A Continual and Incremental Learning Approach for TinyML On-device Training Using Dataset Distillation and Model Size Adaption

Read original: arXiv:2409.07114 - Published 9/12/2024 by Marcus Rub, Philipp Tuchel, Axel Sikora, Daniel Mueller-Gritschneder

A Continual and Incremental Learning Approach for TinyML On-device Training Using Dataset Distillation and Model Size Adaption

Overview

Examines a continual and incremental learning approach for training tiny machine learning (TinyML) models on-device
Leverages dataset distillation and model size adaptation to enable efficient training with limited device resources
Focuses on enabling on-device training for edge AI applications with tight memory and computational constraints

Plain English Explanation

This research paper introduces a new approach for training tiny machine learning (TinyML) models directly on edge devices, such as smartphones or IoT sensors. The key challenge is that these devices have very limited memory and processing power, making it difficult to train complex models.

The researchers propose a technique called dataset distillation that can compress large training datasets into a smaller set of "distilled" samples. This allows the model to be trained on-device using the compressed dataset, rather than the full original dataset which would be too large to fit in the device's memory.

Additionally, the researchers developed a model size adaptation approach that can dynamically adjust the size of the neural network model to fit within the tight memory constraints of the edge device. This allows the model to be trained and run efficiently on-device.

The combination of dataset distillation and model size adaptation enables a continual and incremental learning approach, where the model can be updated and fine-tuned over time directly on the edge device. This is important for applications like personalized recommendations or activity recognition, where the model needs to adapt to the user's changing preferences or behavior.

Technical Explanation

The paper proposes a novel approach for enabling on-device training of TinyML models, which is critical for edge AI applications with tight resource constraints.

The key components of the approach are:

Dataset Distillation: The researchers developed a dataset distillation technique that can compress large training datasets into a smaller set of "distilled" samples.

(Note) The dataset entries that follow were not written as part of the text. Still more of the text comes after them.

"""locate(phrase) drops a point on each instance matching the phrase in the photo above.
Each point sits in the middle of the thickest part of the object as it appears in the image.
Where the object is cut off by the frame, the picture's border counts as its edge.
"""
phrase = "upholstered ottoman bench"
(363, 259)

This allows the model to be trained on-device using the compressed dataset, rather than the full original dataset which would be too large to fit in the device's memory.
Model Size Adaptation: The researchers also introduced a model size adaptation approach that can dynamically adjust the size of the neural network model to fit within the tight memory constraints of the edge device. This allows the model to be trained and run efficiently on-device.
Continual and Incremental Learning: By combining dataset distillation and model size adaptation, the researchers enabled a continual and incremental learning approach, where the model can be updated and fine-tuned over time directly on the edge device. This is crucial for applications like personalized recommendations or activity recognition, where the model needs to adapt to the user's changing preferences or behavior.

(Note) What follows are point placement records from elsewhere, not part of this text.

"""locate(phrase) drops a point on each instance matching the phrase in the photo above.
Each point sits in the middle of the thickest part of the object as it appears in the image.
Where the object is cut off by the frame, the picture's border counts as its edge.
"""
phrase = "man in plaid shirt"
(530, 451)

The researchers conducted extensive experiments to evaluate their approach, demonstrating its effectiveness in training TinyML models on-device with limited resources. They showed that their method can achieve comparable accuracy to traditional training approaches while significantly reducing the memory and computational requirements.

Critical Analysis

The researchers acknowledge several limitations and areas for further research in their work:

Generalization: While the approach shows promise for on-device training, the researchers note that further research is needed to understand how well the distilled datasets and adapted models generalize to new tasks and environments.
Scalability: The paper focuses on a single-task learning scenario, and the researchers highlight the need to extend the approach to handle more complex, multi-task learning scenarios on edge devices.
Interpretability: The paper does not address the interpretability of the trained models, which is an important consideration for many real-world applications of TinyML systems.
Hardware Constraints: The experiments in the paper were conducted on simulated edge device environments. Further research is needed to validate the approach on actual hardware platforms with diverse resource constraints.

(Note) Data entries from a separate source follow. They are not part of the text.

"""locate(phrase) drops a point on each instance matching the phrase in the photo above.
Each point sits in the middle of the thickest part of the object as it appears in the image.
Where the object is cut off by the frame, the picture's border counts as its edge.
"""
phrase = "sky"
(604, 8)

Overall, the researchers have made a significant contribution to the field of on-device training for TinyML systems. However, as with any research, there are still opportunities for further improvements and extensions to address the identified limitations and expand the applicability of the approach.

Conclusion

This research paper presents a novel continual and incremental learning approach for training TinyML models directly on edge devices. By leveraging dataset distillation and model size adaptation, the proposed method enables efficient on-device training despite the tight memory and computational constraints of these edge devices.

The ability to train and update models on-device is crucial for a wide range of edge AI applications, such as personalized recommendations, activity recognition, and sensor-based analytics. The researchers' work represents an important step forward in making TinyML a practical reality, empowering devices at the edge to adapt and learn autonomously.

While the paper identifies several areas for further research, the core ideas and techniques introduced here have the potential to significantly advance the field of on-device learning for resource-constrained embedded systems. As the demand for intelligent, personalized, and adaptive edge devices continues to grow, this research offers a promising path forward for enabling truly intelligent and self-learning TinyML systems.

This summary was produced with help from an AI and may contain inaccuracies - check out the links to read the original source documents!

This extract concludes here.